CAPÍTULO I ESPAÇO GEOGRÁFICO, DESENVOLVIMENTO E AGRICULTURA FAMILIAR

1 ESPAÇO GEOGRÁFICO, DESENVOLVIMENTO E AGRICULTURA FAMILIAR

1.2 ABORDAGENS SOBRE O DESENVOLVIMENTO E O BRASIL NESSE CONTEXTO

O termo desenvolvimento remete a várias interpretações e, normalmente, está acompanhado de um adjetivo que o qualifica. A referida temática ganhará fundamento a partir, principalmente, da noção histórico-desenvolvimentista de Furtado (1981, 1992 e 1997), mas também na liberdade substantiva dos indivíduos enquanto promotores de desenvolvimento, expressa em Sen (2000); e na correlação das ideias de ambos os autores, juntamente à análise preconizada por Favareto (2006). Posteriormente, a análise do desenvolvimento rural será focada a partir de correlação de Kageyama (2004 e 2009), Schneider (2010), Veiga (2001) e Abramovay (2003); adentrando-se, em seguida, as

discussões realizadas por Pereira (1997), Bastos (2006) e Delgado (2011) – todos numa perspectiva de inserção do rural na análise do Brasil após a Ditadura Militar, considerando as mudanças nos parâmetros de desenvolvimento, que se volta agora primordialmente para as demandas socioeconômicas.

Os estudos que levaram em consideração o desenvolvimento remetem ao período do

Welfare State (Estado de Bem-estar Social), com embasamento na perspectiva keynesiana,

isto é, na valorização do poder estatal sobre as bases econômicas no período pós-Segunda Guerra Mundial. Deste modo, o desenvolvimento, na sua origem, preconizava o produtivismo e a expansão contínua de capital. Com isso, o desenvolvimento passa a ser interpretado como sinônimo de crescimento, em termos produtivos e de evolução, no sentido histórico e natural.
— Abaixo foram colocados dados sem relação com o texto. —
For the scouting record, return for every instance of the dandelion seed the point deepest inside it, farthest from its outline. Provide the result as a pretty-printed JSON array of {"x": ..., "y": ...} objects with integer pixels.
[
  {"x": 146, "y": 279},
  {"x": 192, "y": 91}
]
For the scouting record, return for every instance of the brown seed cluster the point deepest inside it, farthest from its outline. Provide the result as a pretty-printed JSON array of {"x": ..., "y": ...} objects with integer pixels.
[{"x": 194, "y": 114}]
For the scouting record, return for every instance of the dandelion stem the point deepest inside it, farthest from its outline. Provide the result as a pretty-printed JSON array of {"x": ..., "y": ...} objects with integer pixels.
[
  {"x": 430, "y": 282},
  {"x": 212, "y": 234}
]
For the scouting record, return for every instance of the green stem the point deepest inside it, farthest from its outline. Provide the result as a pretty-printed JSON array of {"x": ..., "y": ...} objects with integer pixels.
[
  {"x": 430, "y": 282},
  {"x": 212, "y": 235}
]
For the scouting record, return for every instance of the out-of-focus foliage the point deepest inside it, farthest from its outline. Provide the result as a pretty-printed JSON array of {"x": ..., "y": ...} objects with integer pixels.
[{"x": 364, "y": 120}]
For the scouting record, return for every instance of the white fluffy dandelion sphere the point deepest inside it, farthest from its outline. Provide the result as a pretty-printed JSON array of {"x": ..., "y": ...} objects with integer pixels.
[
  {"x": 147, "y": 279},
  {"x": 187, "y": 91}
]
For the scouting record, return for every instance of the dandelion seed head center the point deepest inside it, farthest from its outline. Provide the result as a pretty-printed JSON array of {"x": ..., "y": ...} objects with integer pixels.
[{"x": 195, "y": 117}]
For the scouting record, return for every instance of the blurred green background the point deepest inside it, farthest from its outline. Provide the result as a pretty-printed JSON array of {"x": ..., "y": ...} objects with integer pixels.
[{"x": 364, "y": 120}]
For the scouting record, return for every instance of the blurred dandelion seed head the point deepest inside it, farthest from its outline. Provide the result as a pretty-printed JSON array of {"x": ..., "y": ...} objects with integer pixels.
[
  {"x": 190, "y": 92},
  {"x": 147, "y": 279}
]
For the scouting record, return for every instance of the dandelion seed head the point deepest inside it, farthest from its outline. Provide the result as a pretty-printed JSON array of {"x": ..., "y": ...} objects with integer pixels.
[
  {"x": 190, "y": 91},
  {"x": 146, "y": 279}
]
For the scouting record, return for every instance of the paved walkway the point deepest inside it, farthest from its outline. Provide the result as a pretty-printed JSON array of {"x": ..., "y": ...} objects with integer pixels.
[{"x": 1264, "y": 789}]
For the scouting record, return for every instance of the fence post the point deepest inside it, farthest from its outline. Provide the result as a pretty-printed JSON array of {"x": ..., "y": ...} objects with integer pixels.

Esse momento também é vivenciado no Brasil até 1990, quando a ideologia neoliberal força a retirada das instituições estatais das políticas econômicas dirigidas ao setor produtivo e, assim, desarticula o interesse pelas lógicas desenvolvimentistas. A concepção de desenvolvimento foi retomada no século XXI, a partir do ideário de “justiça distributiva”, através de maior intervenção do Estado, se comparada ao período da chamada década perdida (Filippi, 2011).

Todavia, no seu progresso histórico, o termo desenvolvimento alude à questão da competitividade entre os sistemas políticos-ideológicos e à possibilidade de intervenção estatal por meio de políticas que visavam o bem comum. O termo resulta da história humana, que concebe o homem como responsável pela produção dessa estrutura e de seu funcionamento. Deste modo, o homem é o produtor de modelos e de processos sociais que, “[...] ao longo do tempo e de acordo ao espaço físico, modifica conceitos e ideias do que seria desenvolvimento” (ALCANTARA, 2013, p. 43). Tais modelos e processos são refletidos na ação do Estado enquanto promotor de políticas públicas em prol do desenvolvimento.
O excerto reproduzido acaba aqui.